Gdy w końcu dotarliśmy na obiekt sportowy przy ul. Boya - Żeleńskiego, udało nam się zamienić kilka słów z kandydatami startującymi w zawodach.
- Najgorsza trema jest wtedy, gdy przygotowuję się do startu - mówi Emil Kołodziejczyk z klasy IA - Ale gdy się jedzie, już się o tym nie myśli.
Choć publiczności nie było zbyt wiele, wielkie emocje towarzyszyły podczas startu każdemu z zawodników. Mimo spektakularnej wywrotki, która jednak nie pociągnęła za sobą konsekwencji zdrowotnych, zwycięzcą został wcześniej już wspomniany Emil Kołodziejczyk, przejeżdżając przepisowe cztery okrążenia w rekordowym czasie 44 sekund!
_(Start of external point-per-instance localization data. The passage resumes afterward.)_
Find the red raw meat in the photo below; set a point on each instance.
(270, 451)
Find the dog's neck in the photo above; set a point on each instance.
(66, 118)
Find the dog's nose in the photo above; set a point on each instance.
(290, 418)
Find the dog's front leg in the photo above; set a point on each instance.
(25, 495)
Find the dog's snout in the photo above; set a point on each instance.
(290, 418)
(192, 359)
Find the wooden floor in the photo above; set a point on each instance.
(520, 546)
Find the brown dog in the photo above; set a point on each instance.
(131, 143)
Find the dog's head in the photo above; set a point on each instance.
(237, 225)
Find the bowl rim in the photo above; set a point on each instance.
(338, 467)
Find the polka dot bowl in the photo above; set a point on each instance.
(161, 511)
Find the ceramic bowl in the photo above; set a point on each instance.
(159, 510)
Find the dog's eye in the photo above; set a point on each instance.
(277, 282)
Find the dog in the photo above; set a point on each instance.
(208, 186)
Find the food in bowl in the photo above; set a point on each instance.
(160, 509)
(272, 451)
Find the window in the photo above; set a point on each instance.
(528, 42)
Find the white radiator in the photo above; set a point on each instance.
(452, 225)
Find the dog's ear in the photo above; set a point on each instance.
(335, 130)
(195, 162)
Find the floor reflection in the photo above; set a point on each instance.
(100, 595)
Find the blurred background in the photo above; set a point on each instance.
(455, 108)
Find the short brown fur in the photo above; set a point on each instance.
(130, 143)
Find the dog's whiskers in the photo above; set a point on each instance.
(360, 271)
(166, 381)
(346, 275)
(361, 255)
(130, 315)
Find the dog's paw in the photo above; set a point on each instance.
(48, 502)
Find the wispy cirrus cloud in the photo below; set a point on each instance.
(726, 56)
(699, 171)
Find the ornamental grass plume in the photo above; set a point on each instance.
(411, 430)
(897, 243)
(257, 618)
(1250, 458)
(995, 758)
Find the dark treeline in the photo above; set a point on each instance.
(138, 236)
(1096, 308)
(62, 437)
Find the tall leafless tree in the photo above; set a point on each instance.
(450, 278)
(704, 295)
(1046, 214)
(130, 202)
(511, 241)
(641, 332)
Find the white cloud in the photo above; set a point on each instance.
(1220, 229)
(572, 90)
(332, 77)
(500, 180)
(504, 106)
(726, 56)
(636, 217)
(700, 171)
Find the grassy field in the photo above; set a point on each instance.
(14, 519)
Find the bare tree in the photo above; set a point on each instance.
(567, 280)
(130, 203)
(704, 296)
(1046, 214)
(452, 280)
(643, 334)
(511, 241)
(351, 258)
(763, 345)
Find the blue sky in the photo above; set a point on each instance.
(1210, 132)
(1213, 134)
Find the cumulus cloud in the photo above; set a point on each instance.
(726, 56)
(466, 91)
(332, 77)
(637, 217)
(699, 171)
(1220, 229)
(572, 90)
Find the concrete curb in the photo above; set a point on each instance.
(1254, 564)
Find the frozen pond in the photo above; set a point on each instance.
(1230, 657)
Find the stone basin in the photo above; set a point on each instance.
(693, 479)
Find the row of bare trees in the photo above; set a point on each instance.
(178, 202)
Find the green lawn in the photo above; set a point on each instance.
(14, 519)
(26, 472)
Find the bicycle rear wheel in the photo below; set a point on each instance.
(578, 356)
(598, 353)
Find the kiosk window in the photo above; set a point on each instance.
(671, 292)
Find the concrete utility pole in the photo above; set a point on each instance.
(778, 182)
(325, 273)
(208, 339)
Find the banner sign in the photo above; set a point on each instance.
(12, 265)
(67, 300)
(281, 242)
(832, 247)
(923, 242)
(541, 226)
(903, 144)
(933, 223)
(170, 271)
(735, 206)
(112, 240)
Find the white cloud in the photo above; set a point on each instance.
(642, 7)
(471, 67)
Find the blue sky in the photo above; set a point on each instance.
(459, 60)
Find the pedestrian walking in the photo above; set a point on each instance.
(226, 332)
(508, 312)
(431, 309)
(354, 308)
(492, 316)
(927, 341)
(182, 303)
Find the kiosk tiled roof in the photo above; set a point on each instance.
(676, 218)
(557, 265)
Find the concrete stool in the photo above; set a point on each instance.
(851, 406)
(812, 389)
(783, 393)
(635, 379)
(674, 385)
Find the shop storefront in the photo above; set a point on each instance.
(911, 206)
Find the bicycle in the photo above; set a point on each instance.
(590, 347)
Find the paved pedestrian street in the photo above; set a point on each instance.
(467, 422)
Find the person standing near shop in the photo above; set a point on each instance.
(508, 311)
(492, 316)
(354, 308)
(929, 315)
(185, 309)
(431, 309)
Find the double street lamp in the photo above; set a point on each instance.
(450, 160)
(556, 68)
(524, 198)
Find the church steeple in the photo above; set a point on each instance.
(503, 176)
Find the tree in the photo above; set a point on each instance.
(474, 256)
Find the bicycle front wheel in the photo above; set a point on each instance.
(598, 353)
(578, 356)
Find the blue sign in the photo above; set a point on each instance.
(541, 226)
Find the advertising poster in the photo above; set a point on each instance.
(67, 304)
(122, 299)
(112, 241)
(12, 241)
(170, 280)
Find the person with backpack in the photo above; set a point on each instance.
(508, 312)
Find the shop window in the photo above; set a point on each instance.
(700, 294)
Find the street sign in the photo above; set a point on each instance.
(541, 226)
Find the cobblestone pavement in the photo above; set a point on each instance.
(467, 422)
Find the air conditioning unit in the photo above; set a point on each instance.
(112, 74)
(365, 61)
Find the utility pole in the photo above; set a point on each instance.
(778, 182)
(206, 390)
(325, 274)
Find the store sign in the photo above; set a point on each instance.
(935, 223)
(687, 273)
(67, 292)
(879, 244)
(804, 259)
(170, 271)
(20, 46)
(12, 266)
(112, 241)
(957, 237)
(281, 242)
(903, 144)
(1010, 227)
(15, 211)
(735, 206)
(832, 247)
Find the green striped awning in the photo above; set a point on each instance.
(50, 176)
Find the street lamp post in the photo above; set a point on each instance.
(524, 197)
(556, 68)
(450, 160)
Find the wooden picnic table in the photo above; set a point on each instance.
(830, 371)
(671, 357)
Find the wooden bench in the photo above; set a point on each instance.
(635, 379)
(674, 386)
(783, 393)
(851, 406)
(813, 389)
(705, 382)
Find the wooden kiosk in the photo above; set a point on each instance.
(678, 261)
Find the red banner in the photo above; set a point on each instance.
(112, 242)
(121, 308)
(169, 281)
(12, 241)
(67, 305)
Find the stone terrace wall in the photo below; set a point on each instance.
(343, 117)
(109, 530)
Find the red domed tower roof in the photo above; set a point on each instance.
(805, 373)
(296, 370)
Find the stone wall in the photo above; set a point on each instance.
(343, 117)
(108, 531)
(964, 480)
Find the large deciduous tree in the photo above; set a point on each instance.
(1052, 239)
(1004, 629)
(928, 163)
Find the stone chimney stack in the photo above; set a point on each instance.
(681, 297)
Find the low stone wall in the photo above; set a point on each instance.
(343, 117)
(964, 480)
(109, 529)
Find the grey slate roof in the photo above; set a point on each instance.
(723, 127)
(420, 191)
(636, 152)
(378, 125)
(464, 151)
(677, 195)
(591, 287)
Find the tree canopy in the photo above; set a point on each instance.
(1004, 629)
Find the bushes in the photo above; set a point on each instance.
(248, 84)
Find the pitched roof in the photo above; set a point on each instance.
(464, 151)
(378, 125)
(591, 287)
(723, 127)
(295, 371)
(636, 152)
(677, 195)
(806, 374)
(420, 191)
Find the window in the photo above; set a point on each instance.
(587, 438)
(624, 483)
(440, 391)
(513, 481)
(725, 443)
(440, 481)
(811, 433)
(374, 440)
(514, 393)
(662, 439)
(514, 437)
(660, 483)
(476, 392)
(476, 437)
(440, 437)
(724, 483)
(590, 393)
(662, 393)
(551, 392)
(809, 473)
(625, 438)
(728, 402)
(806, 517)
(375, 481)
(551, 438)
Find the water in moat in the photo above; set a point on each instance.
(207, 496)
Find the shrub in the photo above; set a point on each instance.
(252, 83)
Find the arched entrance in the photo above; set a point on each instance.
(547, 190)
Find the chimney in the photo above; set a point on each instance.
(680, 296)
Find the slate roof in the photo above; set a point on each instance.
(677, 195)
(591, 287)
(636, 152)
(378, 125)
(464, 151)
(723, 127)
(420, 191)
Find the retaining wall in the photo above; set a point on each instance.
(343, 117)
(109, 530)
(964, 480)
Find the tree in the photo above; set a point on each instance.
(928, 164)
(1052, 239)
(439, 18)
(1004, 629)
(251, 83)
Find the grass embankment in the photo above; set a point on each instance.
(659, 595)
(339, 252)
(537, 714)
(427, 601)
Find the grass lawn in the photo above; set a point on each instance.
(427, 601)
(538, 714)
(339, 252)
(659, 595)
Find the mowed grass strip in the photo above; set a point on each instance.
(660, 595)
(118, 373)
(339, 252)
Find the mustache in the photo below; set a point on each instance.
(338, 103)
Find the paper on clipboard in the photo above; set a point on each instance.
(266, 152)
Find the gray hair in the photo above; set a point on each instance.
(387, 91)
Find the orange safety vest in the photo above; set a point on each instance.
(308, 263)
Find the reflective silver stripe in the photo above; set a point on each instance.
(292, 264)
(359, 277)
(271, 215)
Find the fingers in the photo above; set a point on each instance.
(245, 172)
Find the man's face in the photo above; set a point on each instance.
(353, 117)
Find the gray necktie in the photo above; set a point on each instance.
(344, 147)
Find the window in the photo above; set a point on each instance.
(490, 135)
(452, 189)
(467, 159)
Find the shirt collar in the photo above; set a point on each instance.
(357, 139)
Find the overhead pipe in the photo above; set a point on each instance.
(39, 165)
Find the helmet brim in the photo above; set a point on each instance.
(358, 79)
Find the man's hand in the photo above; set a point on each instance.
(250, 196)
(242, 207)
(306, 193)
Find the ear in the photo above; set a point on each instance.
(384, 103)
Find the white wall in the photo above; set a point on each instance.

- Emil Kołodziejczyk (IA) - 44 sekundy
- Mateusz Michalik (IIG) - 45 sekund
- Jakub Kusaj (IIA) - 47 sekund
- Przemysław Klecz (IID) - 49 sekund
- Wojciech Dróżdż (IIG) - 49 sekund
- Jakub Sożnica (IE) - 0 sekund (nie dojechał, prawdopodobnie z powodu defektu łyżew)
- Martyna Jeziorska (IID) - 38 sekund (dwa okrążenia)
- Monika Wójcik (IID) - 40 sekund (dwa okrążenia)
Po zawodach ponownie rozmawialiśmy z Emilem, teraz już zwycięzcą:
- Myślę, że te zawody można uznać jako trening, dobrze przygotowujący nas do przyszłych wyzwań, bo chyba o to najbardziej chodziło naszym nauczycielom wychowania fizycznego. Walka była dość wyrównana, ale gdyby nie mój upadek, mógłbym zostawić przeciwników daleko w tyle. (śmiech) Ale to tylko gdybanie.
Zgodziliśmy się z naszym zwycięzcą, kondycja zawodników była na zbliżonym poziomie. Niesamowite jest to, że Emil mimo pechowego upadku, szczęśliwie zakończył swój bieg, dzięki któremu wygrał.